I use a free Android emulator – BlueStacks – to run the MU app on my creaky old Windows 7 desktop. This is just one potential solution; there are plenty of others. Pick your poison!
Even if you’re not writing acres of text like I am, it can be handy to jot down some basic notes about what you have and haven’t read. When using the MU app, you get basically two options for flagging comics: mark as read/unread and add/remove from your library. If you plan on reading more than a few dozen comics (and why would you subscribe to a service like this if not to read hundreds and hundreds of comics), these two blanket categories are not going to be enough.
Do Not Trust Read Offline
MU offers you the theoretically useful ability to download up to 12 books to your device so that you can read at your leisure even outside of the protective blanket of wifi coverage. In practice, I’ve seen countless posts from frustrated subscribers who cannot get this feature to behave as advertised for love or money.
For a start, “offline” doesn’t really mean “offline.” The app is going to need to talk to the Marvel servers if for no other reason than to confirm you have a valid MU account. So you’ll have to have some kind of internet connection. Beyond that, the app seems to have a devilish propensity for dumping everything you’ve downloaded and pulling fresh files at the drop of a hat.
Mind Your Data
One major weakness of the MU app is that there are no internal controls for how it uses your internet connection.
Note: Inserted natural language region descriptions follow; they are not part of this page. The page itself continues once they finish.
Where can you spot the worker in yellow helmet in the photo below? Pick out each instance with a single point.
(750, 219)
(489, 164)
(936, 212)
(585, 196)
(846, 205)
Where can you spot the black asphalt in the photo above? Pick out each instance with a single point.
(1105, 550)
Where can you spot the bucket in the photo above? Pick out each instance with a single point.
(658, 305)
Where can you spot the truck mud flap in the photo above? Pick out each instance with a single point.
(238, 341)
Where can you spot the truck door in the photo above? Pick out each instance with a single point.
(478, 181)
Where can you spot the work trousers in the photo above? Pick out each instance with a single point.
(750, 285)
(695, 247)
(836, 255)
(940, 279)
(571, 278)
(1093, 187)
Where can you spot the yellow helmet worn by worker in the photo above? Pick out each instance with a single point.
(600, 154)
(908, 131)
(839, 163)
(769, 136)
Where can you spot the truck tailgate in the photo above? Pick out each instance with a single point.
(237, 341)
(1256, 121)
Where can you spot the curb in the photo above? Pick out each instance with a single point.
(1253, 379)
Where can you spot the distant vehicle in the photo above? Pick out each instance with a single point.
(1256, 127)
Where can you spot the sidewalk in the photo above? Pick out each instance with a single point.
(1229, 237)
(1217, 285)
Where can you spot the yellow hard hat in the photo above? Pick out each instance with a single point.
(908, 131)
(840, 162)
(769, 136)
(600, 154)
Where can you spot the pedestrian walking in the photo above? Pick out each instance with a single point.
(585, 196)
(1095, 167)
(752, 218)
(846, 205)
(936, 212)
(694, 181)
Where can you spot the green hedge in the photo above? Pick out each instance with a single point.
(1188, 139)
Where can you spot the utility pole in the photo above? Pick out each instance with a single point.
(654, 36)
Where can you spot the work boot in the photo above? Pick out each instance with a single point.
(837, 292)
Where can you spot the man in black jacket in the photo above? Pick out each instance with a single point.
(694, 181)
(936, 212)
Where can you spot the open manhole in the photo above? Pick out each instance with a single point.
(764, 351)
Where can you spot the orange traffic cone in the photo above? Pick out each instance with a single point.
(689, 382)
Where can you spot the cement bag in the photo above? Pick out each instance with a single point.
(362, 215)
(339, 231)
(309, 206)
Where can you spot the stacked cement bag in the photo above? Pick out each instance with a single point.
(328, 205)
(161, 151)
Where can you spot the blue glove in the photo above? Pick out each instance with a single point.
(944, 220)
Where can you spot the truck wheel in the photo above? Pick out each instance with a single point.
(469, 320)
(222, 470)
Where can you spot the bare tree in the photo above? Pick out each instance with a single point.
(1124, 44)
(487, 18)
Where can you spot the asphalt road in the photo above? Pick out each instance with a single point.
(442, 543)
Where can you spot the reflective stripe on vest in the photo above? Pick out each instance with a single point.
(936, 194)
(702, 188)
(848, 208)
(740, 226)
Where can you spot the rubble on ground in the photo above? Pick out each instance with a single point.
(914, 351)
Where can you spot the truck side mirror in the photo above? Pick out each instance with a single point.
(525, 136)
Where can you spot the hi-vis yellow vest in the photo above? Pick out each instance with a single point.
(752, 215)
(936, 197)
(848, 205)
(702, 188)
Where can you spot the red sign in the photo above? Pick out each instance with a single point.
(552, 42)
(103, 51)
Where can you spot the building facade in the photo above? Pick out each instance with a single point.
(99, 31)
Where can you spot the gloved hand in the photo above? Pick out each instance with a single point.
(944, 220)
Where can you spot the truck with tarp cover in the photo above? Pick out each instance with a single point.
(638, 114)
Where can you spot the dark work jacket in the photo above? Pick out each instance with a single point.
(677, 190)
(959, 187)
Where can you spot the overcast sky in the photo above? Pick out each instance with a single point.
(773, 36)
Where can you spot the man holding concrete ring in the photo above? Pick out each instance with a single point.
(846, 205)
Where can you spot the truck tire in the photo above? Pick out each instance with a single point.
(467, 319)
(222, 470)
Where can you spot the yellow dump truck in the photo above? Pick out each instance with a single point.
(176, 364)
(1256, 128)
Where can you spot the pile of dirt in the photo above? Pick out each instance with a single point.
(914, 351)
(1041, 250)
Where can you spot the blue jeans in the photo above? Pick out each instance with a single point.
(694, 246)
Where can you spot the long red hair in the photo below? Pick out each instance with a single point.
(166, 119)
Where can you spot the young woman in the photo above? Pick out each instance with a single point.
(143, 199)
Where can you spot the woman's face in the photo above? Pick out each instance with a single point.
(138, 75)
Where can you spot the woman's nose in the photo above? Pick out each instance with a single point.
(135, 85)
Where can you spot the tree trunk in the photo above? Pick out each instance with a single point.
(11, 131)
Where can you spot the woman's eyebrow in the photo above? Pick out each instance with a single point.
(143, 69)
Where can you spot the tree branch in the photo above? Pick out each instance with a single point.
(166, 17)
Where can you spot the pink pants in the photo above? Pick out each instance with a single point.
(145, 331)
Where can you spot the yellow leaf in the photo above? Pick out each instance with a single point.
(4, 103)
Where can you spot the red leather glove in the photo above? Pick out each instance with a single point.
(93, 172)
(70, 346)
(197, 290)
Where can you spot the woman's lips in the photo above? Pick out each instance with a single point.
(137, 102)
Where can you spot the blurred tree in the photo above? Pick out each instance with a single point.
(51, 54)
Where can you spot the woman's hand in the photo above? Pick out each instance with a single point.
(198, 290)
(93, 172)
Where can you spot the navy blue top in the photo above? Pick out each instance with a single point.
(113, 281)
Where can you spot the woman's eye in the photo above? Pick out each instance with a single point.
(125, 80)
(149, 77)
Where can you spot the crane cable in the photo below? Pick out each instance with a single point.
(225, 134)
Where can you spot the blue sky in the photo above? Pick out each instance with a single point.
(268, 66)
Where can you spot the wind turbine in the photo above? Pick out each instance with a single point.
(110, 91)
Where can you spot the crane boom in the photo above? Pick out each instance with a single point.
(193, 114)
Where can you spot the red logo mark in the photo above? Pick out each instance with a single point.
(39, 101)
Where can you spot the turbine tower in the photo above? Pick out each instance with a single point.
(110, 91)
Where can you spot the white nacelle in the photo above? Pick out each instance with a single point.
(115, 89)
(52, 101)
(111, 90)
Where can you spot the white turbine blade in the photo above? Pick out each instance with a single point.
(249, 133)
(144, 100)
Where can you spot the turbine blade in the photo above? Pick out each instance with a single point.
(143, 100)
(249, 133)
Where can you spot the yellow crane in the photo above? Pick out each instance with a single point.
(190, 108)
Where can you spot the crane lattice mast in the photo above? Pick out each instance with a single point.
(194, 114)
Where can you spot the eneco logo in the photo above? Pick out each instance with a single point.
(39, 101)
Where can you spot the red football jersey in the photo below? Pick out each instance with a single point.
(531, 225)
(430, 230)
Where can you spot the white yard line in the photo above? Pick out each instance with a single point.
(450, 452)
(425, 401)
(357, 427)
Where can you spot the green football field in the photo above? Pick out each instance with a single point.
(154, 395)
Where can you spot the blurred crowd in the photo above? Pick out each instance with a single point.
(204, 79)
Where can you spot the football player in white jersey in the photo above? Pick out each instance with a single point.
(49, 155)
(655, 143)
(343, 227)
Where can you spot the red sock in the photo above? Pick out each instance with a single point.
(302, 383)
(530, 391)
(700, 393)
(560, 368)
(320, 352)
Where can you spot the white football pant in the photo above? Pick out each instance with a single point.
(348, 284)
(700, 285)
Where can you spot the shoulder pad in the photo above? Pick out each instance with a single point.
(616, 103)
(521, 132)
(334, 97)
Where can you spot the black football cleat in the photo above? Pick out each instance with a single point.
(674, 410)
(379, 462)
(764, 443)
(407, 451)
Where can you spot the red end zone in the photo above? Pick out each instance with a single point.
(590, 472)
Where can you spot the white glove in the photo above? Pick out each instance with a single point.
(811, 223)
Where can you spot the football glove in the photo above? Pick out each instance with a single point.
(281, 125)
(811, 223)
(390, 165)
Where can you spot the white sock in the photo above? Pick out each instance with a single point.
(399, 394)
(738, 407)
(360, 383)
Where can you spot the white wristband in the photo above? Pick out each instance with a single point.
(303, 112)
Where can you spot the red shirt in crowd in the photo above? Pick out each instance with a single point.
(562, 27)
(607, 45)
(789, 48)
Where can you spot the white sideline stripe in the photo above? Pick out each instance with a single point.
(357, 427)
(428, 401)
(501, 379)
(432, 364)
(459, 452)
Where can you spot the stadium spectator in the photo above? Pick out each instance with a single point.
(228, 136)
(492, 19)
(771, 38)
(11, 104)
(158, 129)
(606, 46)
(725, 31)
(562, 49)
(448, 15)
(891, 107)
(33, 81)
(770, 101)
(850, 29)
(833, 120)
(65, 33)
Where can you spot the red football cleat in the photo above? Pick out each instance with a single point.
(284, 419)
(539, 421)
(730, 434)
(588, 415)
Hooked to blazing-fast wifi? Stuck on your carrier’s mobile data network? MU don’t give a F#)@. It will happily download hundreds of megabytes of comics even if you’re communicating through a Soviet-era cellular network in the depths of Kazakhstan. (This is just a joke; in all seriousness I bet there are places that get much worse cellular service than Kazakhstan. Much of the United States, for example.)
Your device o’ choice should have settings that allow you to control data access on a per-application level. I strongly advise using them with the MU app.